Die neue Gambling Harms Research UK (GHR-UK) Evidence Centre wurde vom Department for Culture, Media and Sport (DCMS) angekündigt und zielt darauf ab, langjährige Lücken in den Beweisen zu schließen, die bisher politische, vorbeugende und behandelnde Maßnahmen eingeschränkt haben.
Das Zentrum wird über das SpielSteuererhebungsverbot, das von UK Research and Innovation (UKRI) verwaltet wird, finanziert. Für dieses Zentrum stehen 22,1 Millionen Pfund bereit, um es bis 2025–2026 betriebsbereit zu haben. Das Zentrum wird von einer Konsortium aus Glasgow-, Sheffield- und Swansea Universitäten sowie King’s College London geführt.
Geschätzt werden jährlich 1,4 Milliarden Pfund an Schäden durch schädliche Spielsucht, sowie zusätzliche soziale Kosten wie Auswirkungen auf die psychische Gesundheit und das Strafjustizsystem.
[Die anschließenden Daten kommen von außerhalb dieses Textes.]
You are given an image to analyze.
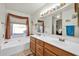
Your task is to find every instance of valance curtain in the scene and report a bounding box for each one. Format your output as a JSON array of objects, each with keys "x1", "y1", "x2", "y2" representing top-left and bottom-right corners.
[{"x1": 5, "y1": 13, "x2": 29, "y2": 39}]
Außerdem wird sichergestellt, dass Personen mit Lebenswirklichkeit eine Priorität in allen Forschungsarbeiten sind. Der Kampagnenbote Martin Jones wurde dafür berufen, sicherzustellen, dass die Forschungen die Schäden des Spiels im echten Leben widerspiegeln, wie zum Beispiel Suizid, finanzielle Not und algorithmische Risiken.
Auch wurde klar gemacht, dass das GHR-UK Evidence Center frei von Industrieförderung durch Governance-Arrangements ist, die die Integrität der Forschung absichern.
Die Eröffnung des Zentrums fällt zusammen mit einem breiteren Wandel der Spielpolitik im gesamten Vereinigten Königreich, einschließlich neuer Prüfungen von Spielwerbung und der Einrichtung einer neuen interagenturalen Task Force zur Verbesserung der Durchsetzung illegaler Spielsucht mit Schwerpunkt auf Zahlung, Werbung und interagenter Zusammenarbeit.